Efficient spectral computation of the stationary states of rotating Bose-Einstein condensates by the preconditioned nonlinear conjugate gradient method

Résumé

We propose a preconditioned nonlinear conjugate gradient method coupled with a spectral spatial dis-cretization scheme for computing the ground states (GS) of rotating Bose-Einstein condensates (BEC), modeled by the Gross-Pitaevskii Equation (GPE). We first start by reviewing the classical gradient flow (also known as imaginary time (IMT)) method which considers the problem from the PDE standpoint, leading to numerically solve a dissipative equation. Based on this IMT equation, we analyze the forward Euler (FE), Crank-Nicolson (CN) and the classical backward Euler (BE) schemes for linear problems and recognize classical power iterations, allowing us to derive convergence rates.

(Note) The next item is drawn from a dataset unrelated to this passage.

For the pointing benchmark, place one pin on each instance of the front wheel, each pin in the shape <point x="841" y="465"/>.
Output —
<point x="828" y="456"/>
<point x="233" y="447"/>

By considering the alternative point of view of minimization problems, we propose the preconditioned gradient (PG) and conjugate gradient (PCG) methods for the GS computation of the GPE. We investigate the choice of the preconditioner, which plays a key role in the acceleration of the convergence process. The performance of the new algorithms is tested in 1D, 2D and 3D. We conclude that the PCG method outperforms all the previous methods, most particularly for 2D and 3D fast rotating BECs, while being simple to implement.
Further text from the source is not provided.